For the first time in 40 years, the federal government is changing the rules for debt collectors. On Tuesday, the Trump administration proposed changes to the long-held rules. These rules haven’t left anyone particularly happy. Both the consumer groups and debt collectors are unhappy with these changes.
These changes allow debt collectors to send an unlimited amount of emails and texts to get the attention of borrowers who are past-due. At the same time, it also lowers the number of phone calls they can make each week. Now you can see why neither side is happy about these rule changes.
These new regulations update the former Fair Debt Collection Practices Act, which was signed back in 1977. It was created to help prevent citizens from being unduly harassed just because they owe on a debt. For example, one of the rules prevents debt collectors from calling during certain times of the day or continuously throughout the day.
This new law would allow debt collectors to only call a certain amount of times each week. That limits their ability to have direct contact with the debtor. But the new law also allows for an unlimited number of texts and emails. Most consumers would probably find this law a little better for them. Emails and texts are easier to ignore than phone calls.
Modernizing the Law for Debt Collectors
As digital technology grows, it’s creating a lot of legal gray area. Debt collectors actually asked the federal government to give a greater consent on what’s legal and what’s not. They may not appreciate the lower number of phone calls, but now have a better understanding of the law. Yet, this new attempt was meant to update a law from the 1970s.
Kathleen Kraninger, the director of the CFPB, said in a statement that the new rules aim to “modernize the legal regime for debt collection.”
“The Bureau is taking the next step in the rulemaking process to ensure we have clear rules of the road where consumers know their rights and debt collectors know their limitations,” Kraninger said. Debt collectors can now only call consumers no more than seven times per week. If they manage to reach the consumer during that time, they have to wait another seven days before calling again.
A New Age of Collection
As stated before, debt collectors wanted a better understanding of how they can contact consumers. These new rules will update the existing law and give consumers a bit of a break. If you have an outstanding debt, this must be a relief. It even allows consumers to ‘opt-out’ to prevent harassment.

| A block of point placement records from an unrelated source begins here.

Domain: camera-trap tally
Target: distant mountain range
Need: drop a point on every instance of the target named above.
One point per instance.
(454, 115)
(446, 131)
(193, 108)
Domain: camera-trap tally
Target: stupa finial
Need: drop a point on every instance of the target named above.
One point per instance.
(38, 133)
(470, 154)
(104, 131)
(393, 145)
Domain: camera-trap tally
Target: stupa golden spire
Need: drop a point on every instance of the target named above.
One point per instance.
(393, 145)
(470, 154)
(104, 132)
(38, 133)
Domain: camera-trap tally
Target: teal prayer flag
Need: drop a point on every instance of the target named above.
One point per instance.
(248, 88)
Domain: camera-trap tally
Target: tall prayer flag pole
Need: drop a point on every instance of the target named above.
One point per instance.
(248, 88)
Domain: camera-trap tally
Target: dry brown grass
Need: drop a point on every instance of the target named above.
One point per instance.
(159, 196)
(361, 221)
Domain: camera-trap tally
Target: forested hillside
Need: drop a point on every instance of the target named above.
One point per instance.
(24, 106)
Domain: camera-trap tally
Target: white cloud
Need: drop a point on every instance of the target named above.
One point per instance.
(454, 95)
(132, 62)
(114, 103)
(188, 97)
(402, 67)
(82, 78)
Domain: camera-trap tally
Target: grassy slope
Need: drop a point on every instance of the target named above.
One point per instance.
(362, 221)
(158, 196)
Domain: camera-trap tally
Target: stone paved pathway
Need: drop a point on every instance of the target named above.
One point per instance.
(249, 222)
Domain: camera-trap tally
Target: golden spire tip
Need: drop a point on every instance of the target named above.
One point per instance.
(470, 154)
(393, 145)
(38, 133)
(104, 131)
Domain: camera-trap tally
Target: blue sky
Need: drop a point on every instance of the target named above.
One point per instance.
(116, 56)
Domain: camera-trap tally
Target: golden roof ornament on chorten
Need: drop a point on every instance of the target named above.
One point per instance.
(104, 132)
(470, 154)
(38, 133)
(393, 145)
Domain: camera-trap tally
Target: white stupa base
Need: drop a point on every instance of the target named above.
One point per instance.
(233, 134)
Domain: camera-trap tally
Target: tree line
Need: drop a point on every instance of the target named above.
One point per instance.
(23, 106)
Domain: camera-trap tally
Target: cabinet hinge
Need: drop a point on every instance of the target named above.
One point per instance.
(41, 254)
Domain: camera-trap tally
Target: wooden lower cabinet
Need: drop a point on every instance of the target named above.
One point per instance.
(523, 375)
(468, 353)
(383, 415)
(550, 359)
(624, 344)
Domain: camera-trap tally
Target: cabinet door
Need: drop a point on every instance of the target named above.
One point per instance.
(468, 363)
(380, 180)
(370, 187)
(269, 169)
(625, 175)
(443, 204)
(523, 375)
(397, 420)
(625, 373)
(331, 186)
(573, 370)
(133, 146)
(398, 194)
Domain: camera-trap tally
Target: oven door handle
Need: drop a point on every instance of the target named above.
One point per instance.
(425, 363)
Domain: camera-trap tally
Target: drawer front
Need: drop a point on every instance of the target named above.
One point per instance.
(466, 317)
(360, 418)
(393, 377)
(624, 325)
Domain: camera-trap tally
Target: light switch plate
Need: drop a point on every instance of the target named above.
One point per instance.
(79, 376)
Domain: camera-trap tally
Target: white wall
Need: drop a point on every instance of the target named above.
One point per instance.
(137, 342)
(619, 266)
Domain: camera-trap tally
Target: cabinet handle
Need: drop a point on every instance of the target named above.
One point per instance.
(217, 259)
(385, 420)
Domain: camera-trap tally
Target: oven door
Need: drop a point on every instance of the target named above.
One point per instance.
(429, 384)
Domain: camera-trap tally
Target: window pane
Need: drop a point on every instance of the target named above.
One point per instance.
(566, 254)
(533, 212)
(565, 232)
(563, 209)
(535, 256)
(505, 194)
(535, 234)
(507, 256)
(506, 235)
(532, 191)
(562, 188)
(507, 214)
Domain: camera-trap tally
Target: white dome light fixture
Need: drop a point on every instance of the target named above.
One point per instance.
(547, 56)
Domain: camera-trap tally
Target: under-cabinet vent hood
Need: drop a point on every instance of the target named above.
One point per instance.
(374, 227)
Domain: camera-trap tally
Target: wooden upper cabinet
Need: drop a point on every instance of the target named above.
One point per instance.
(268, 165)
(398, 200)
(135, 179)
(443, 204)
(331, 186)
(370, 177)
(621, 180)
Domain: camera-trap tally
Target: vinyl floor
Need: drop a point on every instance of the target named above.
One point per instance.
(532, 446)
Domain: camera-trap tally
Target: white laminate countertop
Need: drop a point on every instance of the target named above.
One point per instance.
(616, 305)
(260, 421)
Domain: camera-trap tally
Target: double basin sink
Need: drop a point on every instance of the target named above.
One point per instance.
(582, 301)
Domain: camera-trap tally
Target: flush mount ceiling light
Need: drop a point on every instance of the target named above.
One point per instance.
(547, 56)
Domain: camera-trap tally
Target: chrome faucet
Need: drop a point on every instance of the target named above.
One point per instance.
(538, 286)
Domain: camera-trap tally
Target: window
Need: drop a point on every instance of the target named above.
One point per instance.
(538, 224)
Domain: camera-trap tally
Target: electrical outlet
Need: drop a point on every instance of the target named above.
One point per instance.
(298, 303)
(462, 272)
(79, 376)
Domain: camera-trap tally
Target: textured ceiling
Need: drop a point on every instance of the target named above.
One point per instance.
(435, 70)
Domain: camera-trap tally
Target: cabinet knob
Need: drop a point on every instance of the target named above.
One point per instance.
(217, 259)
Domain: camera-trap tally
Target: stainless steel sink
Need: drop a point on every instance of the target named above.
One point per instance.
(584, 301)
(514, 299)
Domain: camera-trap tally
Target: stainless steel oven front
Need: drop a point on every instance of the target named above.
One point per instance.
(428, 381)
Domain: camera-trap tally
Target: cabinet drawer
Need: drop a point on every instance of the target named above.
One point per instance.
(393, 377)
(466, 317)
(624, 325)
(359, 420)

The new rules don’t just impact calls, texts, and emails. It also took a look at social media. The new rules bar debt collectors from using any public platform to collect debts. That’s a good thing, because the last thing anyone wants are the collectors announcing your debt to the world.
“The Bureau believes that communications or attempts to communicate by social media platforms that are viewable by a person other than a person with whom a debt collector may communicate … risk exposing a consumer’s affairs to the public,” the proposal states, adding that such conduct could “have the natural consequence of harassing, oppressing, or abusing the consumer.”
Mixed Feelings
These new rules are a bit of a compromise for both sides of the conversation. The response, as stated, has been a bit mixed. They like the clarification of rules, but not necessarily the lack of available phone calls they can make. Phone calls have dominated the way debt collectors have done business for decades. Now they’re open to extend it to emails and texts.
“We’re very happy to see that email, text messages and voicemail are addressed, with clear guidance about how to use them lawfully. That’s a major step forward,” Jan Stieger of the Receivables Management Association International, a trade association which represents debt collectors, told The New York Times.
Leah Dempsey of industry lobbying group ACA International took issue, however, with the cap on the number of calls debt collectors can make per week, calling the figure “arbitrary.” “The cap would unnecessarily impede communications with consumers,” Dempsey said.